There’s nothing worse than changing the price of your SaaS product after your audience is used to your current digits. Oh wait. Yes there is: Failure. Bankruptcy. Going home for Thanksgiving dinner and explaining to your family why you moved back into your parents’ garage.

The stakes are high, and if you didn’t guess right the first time on your pricing, you could be driving away customers or scrambling to make a profit. It’s okay, really. Finding the right price point is challenging for all of us.

Let’s look at a few of the ways you may have gotten off track from the beginning.

“What’s a price like you doing on a product like this?”

1. You undervalued your product

I can’t tell you how many times I’ve heard this one. Think of it this way: If you can offer more value than your competitors and offer a slightly lower price point – you win! That “lower” price point doesn’t need to be the rock bottom. But, if you offer much more than your competitors, then you have earned the right to charge more.

Another factor that often influences our pricing decisions is if producing the product seemed “easy” to create, it’s tempting to price low because you don’t think anything easy could possibly be worth more. Here’s a more productive (and lucrative) perspective: How much value does your product offer the end user? If it took you 5 minutes to solve someone’s biggest problem in life, then good for you! Charge them top dollar and they’ll be delighted to pay.

2. Not so much a strategy as an educated guess…

Often, we try to find competitors and base our prices off of theirs. This is not a terrible way to start, but keep in mind that you don’t know all the facts of that price point. What is their overhead? What does their business model look like? Is that price point even working for them? But more importantly, if you just copy your competitor’s pricing, you’ve lost an opportunity to differentiate yourself.

3. You’re just trying to cover your costs and have a decent profit margin

I hear you. I do. It makes a whole lot of sense to create your price using a formula of how much you spent to create it, how much it takes to produce and market it, and how much it costs to pay everyone involved (including yourself). And then you may have shareholders you’d like to impress with healthy returns on their investments. Here’s the problem: your customers don’t give a flying fig about any of that. You have to find the price your market is willing to pay, and if that doesn’t cover your costs, then you’ve got some adjustments to make.

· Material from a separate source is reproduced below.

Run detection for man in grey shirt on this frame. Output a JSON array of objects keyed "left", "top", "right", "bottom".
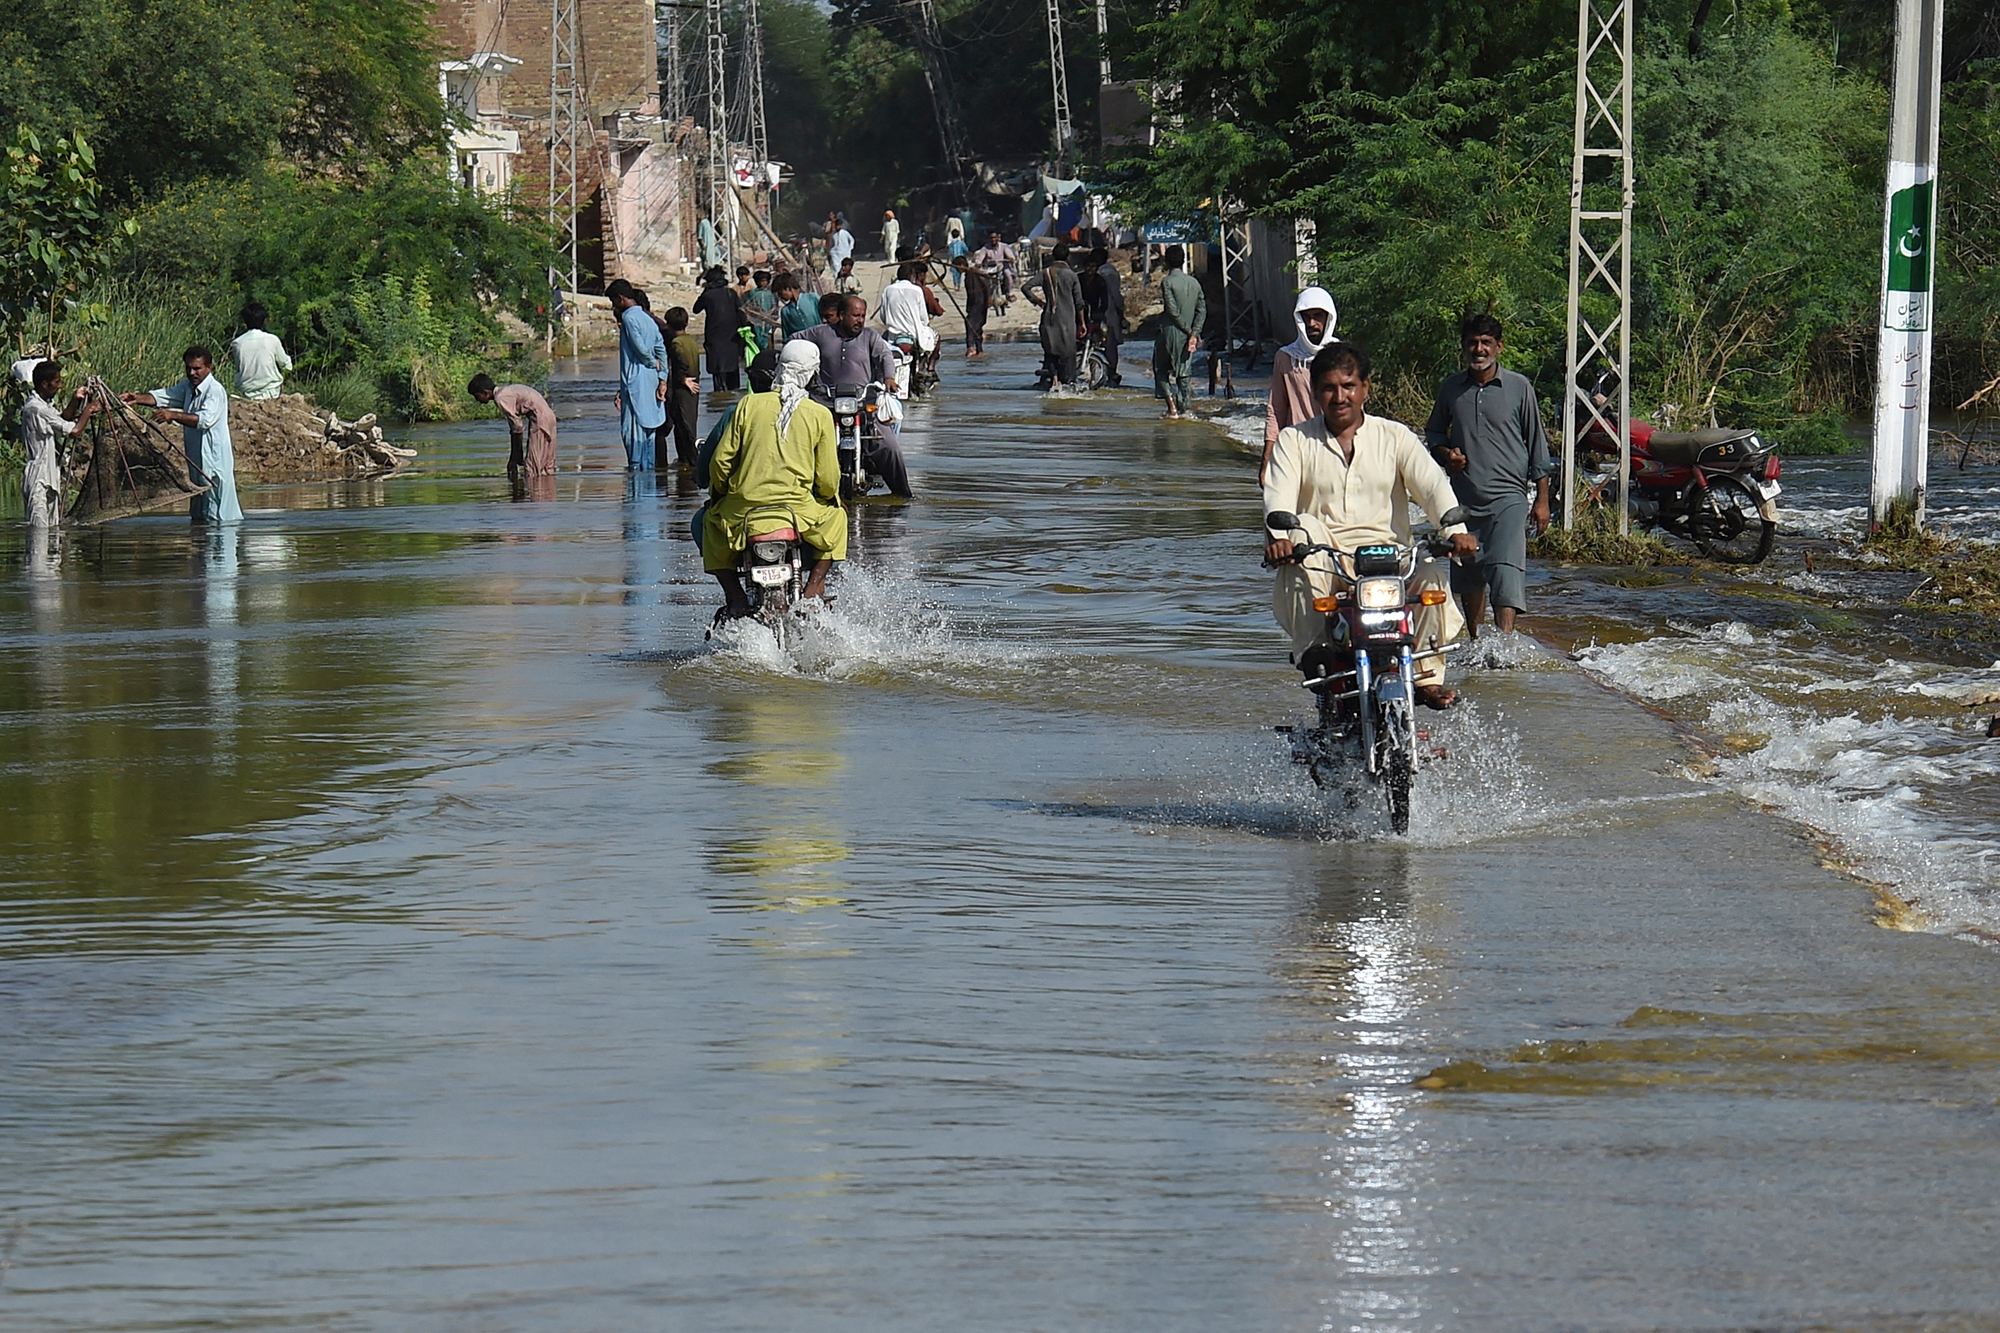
[
  {"left": 792, "top": 295, "right": 912, "bottom": 497},
  {"left": 1423, "top": 313, "right": 1553, "bottom": 636}
]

4. You tried “Freemium” and now you want out

Freemium can work great for some, but absolutely decimate others. Here’s the problem with Freemium: it doesn’t actually give you any indication of interest in your product. All it does is show you that people like things that are free. And that’s not news. Moving from Free to paid will require very gentle handling to ensure you don’t alienate your current freeloader user base.

Back to black

Let’s talk brass tacks here friends. When you raise your prices, you’ll anger customers. But, there are crafty ways you can get them to spend more money without directly saying “Yes, I’d like you to pay more for exactly what you’re getting now.” You have to change the offering by giving them access to upgrades, add-ons, or some other form of added value that doesn’t cost much for you, but will justify a rise in price for them.

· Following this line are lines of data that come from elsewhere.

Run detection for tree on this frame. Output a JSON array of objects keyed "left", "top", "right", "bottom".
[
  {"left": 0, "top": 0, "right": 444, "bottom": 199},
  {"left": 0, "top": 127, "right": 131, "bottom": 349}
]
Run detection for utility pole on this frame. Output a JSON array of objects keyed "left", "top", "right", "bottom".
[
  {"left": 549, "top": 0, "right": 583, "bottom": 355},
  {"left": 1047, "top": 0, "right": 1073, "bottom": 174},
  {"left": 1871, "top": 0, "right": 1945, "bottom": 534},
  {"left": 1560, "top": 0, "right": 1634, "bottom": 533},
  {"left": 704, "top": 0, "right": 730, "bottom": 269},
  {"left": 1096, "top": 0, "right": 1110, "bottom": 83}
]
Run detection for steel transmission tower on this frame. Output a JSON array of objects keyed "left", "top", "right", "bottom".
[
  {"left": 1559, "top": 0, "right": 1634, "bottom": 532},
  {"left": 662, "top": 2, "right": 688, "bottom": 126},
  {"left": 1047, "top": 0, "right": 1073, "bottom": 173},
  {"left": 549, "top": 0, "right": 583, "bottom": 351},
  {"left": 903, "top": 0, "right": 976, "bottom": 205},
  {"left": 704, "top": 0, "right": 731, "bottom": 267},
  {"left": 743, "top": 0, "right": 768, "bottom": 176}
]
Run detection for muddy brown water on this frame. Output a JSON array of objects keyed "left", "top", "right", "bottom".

Creating a new edition, a bundle of new features, or a package with value adds can be a graceful way to increase your prices moving forward without alienating your original users. And, of course, you should offer (but not force) your current users the chance to upgrade.

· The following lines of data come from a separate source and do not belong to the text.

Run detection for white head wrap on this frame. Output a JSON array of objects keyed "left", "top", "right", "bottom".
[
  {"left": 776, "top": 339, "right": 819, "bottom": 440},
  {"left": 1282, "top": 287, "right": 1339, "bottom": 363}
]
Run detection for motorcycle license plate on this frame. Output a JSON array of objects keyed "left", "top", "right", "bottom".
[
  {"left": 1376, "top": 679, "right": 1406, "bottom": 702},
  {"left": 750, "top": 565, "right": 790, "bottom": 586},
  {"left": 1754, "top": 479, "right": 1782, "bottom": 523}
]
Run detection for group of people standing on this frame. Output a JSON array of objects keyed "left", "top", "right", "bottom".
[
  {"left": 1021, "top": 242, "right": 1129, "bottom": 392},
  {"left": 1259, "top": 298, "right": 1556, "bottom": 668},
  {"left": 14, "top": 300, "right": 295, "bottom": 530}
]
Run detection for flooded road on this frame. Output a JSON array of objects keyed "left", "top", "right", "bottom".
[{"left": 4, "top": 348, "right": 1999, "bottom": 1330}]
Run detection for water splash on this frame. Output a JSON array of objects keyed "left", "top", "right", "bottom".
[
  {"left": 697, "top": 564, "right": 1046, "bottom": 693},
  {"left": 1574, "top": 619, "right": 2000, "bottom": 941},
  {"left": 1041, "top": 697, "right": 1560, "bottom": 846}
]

Add-ons. If you’ve played Sims 3 (EA Games) recently, you’ll notice that there are some really cool-looking new pieces of furniture available (the furniture the game comes with is looking a little old-fashioned). But each of these décor items costs Sim Points (which translates to real dollars and cents). If you want a more fun gaming experience, you’ll pay for it. And it works. Facebook games use a similar model, like the infamous FarmVille that hooks you in and then charges money if you want to make your farm look as cool as your friends’ farms. Why not take a page from the game producer’s playbook?

Raising prices for new customers. Your old customers will be happy, and your new customers won’t know the difference.

perspective2Want to read more on SaaS Pricing, and get some inspiration from some of the most successful SaaS businesses? Check out this in-depth analysis of the top SaaS pricing pages.

3 values to keep in mind

  1. Keep your current customers happy. Your first thought might be to raise prices on them, but this almost never works out.
  2. Price to keep conversion rates high. This will require going back and figuring out your pricing strategy from scratch. Tip: your pricing strategy and your marketing strategy should be hammered out together. They’re more connected than most people think.
  3. Introduce your raised rates as an opportunity to add value – and you’ll sell more seats!

Don’t try to do everything at once

Once you’ve figured out that you’ve made a mistake, it’s natural to want to fix it fast. But these things take time – weeks or months. You’ll want to allow enough time to let your customers know what’s coming and reassure them that they’ll still be happy. You’ll also want to build up anticipation for your new offer/bundle/add-ons with marketing campaigns.

Changing your price structure should be a positive move for all involved. So take the time to train your customer service and customer success teams on how to talk to new and old customers about the changes, and help everyone become not only comfortable with, but excited about what’s to come.